= Air University Library Index to Military Periodicals =

The Air University Library Index to Military Periodicals (AULIMP) was created in 1949 as a research tool for students and faculty of Air University. Twenty-three journals were included in the original AULIMP (then called the Air University Periodical Index), which was compiled quarterly as a way to provide access to journals not readily accessible in other commercial indexes. In 1963 the index was renamed to the Air University Library Index to Military Periodicals and over the years expanded its coverage to more than 80 periodicals. As of 2018, 63 titles are indexed. The AULIMP focuses on military, geopolitical and aeronautical topics, and includes over a dozen English language journals published outside the United States.
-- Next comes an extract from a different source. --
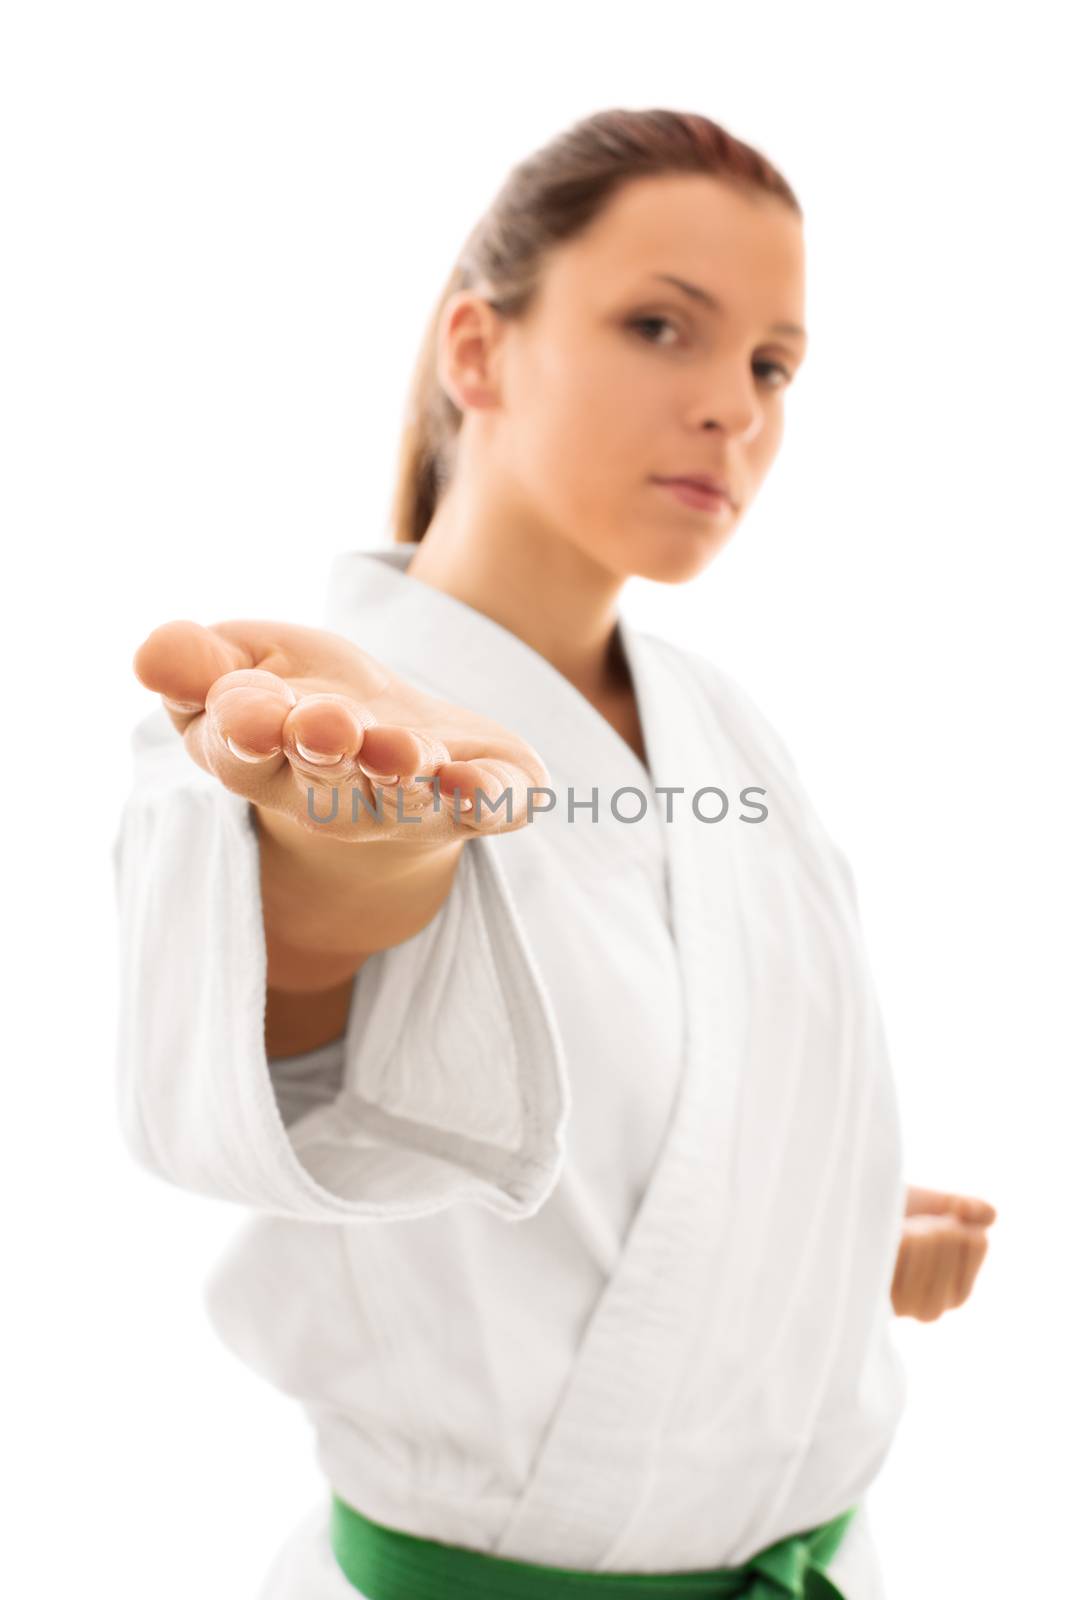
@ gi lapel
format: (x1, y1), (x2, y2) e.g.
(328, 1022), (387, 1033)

Articles, interviews, book reviews, and speeches from high-ranking Department of Defense and Air Force officials are included in the AULIMP. AULIMP is the only free resource available in this subject area. Librarian subject specialists from the Muir S. Fairchild Research Information Center (formerly Air University Library), as well as librarians working off site through a cooperative program, index the journals included in the AULIMP.

==Coverage==
The AULIMP was published from 1949–1999 and during the 1990s was available in a CD format to libraries. It is now strictly an electronic resource. Electronic access to the AULIMP is currently (as of 2018) available from 1987 to present. An ongoing retrospective project is underway to provide electronic access to the pre-1987 versions of the AULIMP.

==Access to AULIMP==
The AULIMP can be accessed by the general public through the Muir S. Fairchild Research Information Center catalog. The index can be searched using both basic and advanced search interfaces with the option to search by author, title, journal title, keyword, and subject heading. Boolean search tools ("and", "or", and "not") are also available to further refine the search results. In addition, scans of pre-1987 issues can be found in the HathiTrust catalog and Internet Archive holdings.